Just as television shows have Nielsen ratings and colleges have the U.S. News rankings, science journals have impact factors. Now there is mounting concern that attempts to manipulate impact factors are harming scientific research.
So, here's a journal that wants to up its score; the editor tells the author to cite more references from that journal. That's the same as increasing a page rank from Google by having more links in the page. Granted the comparison is a little weak because Google increases the score for a page based on pages that point to that page. Nonetheless, it's not too much of a stretch to make the comparison.
Why do this? From the article:
Impact factors are calculated annually for some 5,900 science journals by Thomson Scientific, part of the Thomson Corp., of Stamford, Conn. Numbers less than 2 are considered low. Top journals, such as the Journal of the American Medical Association, score in the double digits. Researchers and editors say manipulating the score is more common among smaller, newer journals, which struggle for visibility against more established rivals.
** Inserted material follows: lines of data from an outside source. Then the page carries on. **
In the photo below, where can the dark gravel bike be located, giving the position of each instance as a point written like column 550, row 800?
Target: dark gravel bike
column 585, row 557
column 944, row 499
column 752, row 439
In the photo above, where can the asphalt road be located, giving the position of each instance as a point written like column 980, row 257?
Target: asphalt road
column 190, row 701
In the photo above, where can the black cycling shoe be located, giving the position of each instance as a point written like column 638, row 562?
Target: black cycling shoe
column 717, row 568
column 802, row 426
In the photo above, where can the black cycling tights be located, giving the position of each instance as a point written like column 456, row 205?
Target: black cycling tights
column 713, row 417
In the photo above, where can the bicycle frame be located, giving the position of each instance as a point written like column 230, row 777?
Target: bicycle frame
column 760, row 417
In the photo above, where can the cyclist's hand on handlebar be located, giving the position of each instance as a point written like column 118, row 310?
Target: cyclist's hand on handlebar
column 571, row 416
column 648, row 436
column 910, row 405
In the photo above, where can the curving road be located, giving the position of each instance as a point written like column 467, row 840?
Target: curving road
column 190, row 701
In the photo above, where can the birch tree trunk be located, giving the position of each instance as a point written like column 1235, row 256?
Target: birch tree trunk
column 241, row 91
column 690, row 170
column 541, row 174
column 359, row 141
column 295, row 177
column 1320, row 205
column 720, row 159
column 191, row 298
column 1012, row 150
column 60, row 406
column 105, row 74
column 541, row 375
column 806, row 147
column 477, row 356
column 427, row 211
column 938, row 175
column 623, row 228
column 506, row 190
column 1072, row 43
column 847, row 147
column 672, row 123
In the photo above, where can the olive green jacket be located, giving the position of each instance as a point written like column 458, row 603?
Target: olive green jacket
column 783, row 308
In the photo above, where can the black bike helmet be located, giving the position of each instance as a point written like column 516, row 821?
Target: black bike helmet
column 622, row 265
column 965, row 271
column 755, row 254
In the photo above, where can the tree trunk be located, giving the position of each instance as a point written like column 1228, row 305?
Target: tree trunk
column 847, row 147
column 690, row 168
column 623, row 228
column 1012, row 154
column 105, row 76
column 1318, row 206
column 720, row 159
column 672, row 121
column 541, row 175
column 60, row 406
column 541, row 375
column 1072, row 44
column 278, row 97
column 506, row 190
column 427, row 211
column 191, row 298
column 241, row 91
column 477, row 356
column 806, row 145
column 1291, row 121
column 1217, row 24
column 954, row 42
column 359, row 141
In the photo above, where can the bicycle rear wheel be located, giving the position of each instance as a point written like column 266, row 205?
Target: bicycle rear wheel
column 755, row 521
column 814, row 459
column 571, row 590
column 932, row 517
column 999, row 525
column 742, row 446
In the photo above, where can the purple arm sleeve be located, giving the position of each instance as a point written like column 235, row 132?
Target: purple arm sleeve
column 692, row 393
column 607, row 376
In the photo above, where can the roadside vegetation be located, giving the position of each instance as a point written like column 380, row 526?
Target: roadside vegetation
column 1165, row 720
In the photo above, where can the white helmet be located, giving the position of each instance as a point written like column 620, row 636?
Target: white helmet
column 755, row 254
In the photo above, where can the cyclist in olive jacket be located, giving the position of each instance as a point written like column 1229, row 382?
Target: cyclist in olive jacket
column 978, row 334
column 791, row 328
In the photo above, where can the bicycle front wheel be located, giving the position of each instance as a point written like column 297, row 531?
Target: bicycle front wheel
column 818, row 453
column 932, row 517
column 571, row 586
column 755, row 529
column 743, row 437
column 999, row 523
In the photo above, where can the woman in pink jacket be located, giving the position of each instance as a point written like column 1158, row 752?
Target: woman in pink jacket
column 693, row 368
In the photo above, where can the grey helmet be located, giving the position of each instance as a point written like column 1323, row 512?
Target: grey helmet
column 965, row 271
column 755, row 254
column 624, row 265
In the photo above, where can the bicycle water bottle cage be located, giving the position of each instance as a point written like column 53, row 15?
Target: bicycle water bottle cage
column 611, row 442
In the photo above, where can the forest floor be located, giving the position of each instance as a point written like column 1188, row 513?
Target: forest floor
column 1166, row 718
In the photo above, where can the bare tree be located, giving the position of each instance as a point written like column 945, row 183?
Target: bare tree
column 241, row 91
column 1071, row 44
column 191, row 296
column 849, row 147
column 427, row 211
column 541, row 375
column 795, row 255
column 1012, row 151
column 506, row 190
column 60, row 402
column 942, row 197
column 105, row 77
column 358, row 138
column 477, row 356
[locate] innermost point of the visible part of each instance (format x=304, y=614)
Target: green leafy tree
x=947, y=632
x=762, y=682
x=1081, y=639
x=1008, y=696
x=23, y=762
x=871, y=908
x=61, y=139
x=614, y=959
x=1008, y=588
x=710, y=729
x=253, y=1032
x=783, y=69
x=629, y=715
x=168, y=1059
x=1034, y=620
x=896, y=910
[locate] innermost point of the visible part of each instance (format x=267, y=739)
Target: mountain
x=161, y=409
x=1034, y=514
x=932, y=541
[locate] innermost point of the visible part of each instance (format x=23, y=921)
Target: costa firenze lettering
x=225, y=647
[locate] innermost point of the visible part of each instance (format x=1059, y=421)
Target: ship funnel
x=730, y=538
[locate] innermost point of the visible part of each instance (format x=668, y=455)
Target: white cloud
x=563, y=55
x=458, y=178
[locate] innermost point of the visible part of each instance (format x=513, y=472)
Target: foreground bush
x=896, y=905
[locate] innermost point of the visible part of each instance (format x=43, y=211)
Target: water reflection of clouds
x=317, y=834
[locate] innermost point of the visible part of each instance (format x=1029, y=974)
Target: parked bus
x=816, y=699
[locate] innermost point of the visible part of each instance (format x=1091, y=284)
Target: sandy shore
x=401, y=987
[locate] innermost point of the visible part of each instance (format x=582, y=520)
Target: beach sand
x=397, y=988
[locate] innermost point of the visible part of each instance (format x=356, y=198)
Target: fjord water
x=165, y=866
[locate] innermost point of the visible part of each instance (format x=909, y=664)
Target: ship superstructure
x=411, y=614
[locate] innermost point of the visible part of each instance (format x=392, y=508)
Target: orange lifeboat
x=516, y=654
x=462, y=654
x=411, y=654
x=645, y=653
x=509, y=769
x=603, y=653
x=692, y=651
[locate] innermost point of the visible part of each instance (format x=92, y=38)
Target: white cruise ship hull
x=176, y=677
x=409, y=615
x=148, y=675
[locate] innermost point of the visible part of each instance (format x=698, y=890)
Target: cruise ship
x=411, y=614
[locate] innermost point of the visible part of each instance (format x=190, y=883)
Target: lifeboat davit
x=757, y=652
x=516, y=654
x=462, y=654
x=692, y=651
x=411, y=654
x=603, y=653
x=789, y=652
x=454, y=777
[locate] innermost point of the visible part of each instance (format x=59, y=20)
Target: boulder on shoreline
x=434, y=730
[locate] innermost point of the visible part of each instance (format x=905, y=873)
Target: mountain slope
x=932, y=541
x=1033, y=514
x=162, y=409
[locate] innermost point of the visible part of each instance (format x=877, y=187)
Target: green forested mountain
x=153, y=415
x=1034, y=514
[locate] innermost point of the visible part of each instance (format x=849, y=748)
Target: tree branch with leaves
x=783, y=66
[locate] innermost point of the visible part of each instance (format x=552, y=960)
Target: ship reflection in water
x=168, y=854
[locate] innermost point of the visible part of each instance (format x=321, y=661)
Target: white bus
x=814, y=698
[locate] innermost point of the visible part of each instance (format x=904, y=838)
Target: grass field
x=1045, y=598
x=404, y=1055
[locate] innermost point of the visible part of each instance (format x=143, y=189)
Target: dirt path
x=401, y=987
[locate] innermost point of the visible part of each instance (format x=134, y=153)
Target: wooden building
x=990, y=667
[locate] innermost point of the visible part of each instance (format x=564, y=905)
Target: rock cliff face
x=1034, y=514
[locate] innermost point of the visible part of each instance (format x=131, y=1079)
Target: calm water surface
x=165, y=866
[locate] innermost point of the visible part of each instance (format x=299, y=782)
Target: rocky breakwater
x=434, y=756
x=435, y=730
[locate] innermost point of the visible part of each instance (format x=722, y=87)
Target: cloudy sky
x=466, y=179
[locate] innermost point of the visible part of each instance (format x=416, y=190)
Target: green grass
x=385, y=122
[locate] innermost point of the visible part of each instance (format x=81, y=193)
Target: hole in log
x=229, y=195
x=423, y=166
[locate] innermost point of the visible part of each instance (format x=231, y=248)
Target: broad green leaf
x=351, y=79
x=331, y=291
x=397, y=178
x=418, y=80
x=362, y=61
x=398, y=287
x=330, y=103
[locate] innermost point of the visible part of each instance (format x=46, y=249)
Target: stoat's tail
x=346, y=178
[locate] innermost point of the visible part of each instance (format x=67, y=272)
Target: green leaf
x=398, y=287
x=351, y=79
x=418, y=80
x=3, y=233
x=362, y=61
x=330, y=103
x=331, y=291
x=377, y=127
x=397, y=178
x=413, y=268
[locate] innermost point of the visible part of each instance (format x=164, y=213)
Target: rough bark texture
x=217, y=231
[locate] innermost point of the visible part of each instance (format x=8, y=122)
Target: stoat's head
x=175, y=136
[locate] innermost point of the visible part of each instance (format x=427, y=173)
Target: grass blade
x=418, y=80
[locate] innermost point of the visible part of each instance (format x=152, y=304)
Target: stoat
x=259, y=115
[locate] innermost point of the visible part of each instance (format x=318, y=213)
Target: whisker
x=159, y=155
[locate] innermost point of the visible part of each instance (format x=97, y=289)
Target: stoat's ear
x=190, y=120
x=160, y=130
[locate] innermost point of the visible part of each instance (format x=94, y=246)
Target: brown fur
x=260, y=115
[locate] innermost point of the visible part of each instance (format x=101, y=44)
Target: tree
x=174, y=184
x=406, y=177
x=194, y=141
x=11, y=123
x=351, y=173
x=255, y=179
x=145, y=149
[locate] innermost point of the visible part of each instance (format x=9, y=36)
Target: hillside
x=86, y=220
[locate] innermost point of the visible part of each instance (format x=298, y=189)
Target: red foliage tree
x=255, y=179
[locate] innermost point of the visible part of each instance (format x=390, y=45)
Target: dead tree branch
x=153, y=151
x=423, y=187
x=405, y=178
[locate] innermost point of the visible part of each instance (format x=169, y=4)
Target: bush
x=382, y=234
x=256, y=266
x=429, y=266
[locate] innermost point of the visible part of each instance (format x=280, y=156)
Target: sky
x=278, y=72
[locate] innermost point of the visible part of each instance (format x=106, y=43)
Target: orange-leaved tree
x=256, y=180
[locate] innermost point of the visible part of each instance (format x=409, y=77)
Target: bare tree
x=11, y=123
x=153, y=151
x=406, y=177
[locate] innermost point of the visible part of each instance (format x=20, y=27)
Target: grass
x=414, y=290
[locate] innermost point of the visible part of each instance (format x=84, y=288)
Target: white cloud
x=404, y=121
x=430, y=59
Thomson Scientific is set to release the latest impact factors this month. Thomson has long advocated that journal editors respect the integrity of the rankings. "The energy that's put into efforts to game the system would be better spent publishing excellent papers," says Jim Testa, director of editorial development at the company.
Impact factors matter to publishers' bottom lines because librarians rely on them to make purchasing decisions. Annual subscriptions to some journals can cost upwards of $10,000.
The result, says Martin Frank, executive director of the American Physiological Society, which publishes 14 journals, is that "we have become whores to the impact factor." He adds that his society doesn't engage in these practices.What's the impact and future of these "impact factors?"
This makes me wonder just how much science and research is done for publicity and for simple ratings. Like television shows that pander to ratings and show audience what sells but not nececsarily what's important, journals now look at what's popular and not what's needed. This is one more data point showing how science is degrading itself and doing no one any favors.Scientists and publishers worry that the cult of the impact factor is skewing the direction of research. One concern, says Mary Ann Liebert, president and chief executive of her publishing company, is that scientists may jump on research bandwagons, because journals prefer popular, mainstream topics, and eschew less-popular approaches for fear that only a lesser-tier journal will take their papers. When scientists are discouraged from pursuing unpopular ideas, finding the correct explanation of a phenomenon or a disease takes longer.
"If you look at journals that have a high impact factor, they tend to be trendy," says immunologist David Woodland of the nonprofit Trudeau Institute, of Saranac Lake, N.Y., and the incoming editor of Viral Immunology. He recalls one journal that accepted immunology papers only if they focused on the development of thymus cells, a once-hot topic. "It's hard to get into them if you're ahead of the curve."
As examples of that, Ms. Liebert cites early research on AIDS, gene therapy and psychopharmacology, all of which had trouble finding homes in established journals. "How much that relates to impact factor is hard to know," she says. "But editors and publishers both know that papers related to cutting-edge and perhaps obscure research are not going to be highly cited."
Another concern is that impact factors, since they measure only how many times other scientists cite a paper, say nothing about whether journals publish studies that lead to something useful. As a result, there is pressure to publish studies that appeal to an academic audience oriented toward basic research.
Journals' "questionable" steps to raise their impact factors "affect the public," Ms. Liebert says. "Ultimately, funding is allocated to scientists and topics perceived to be of the greatest importance. If impact factor is being manipulated, then scientists and studies that seem important will be funded perhaps at the expense of those that seem less important."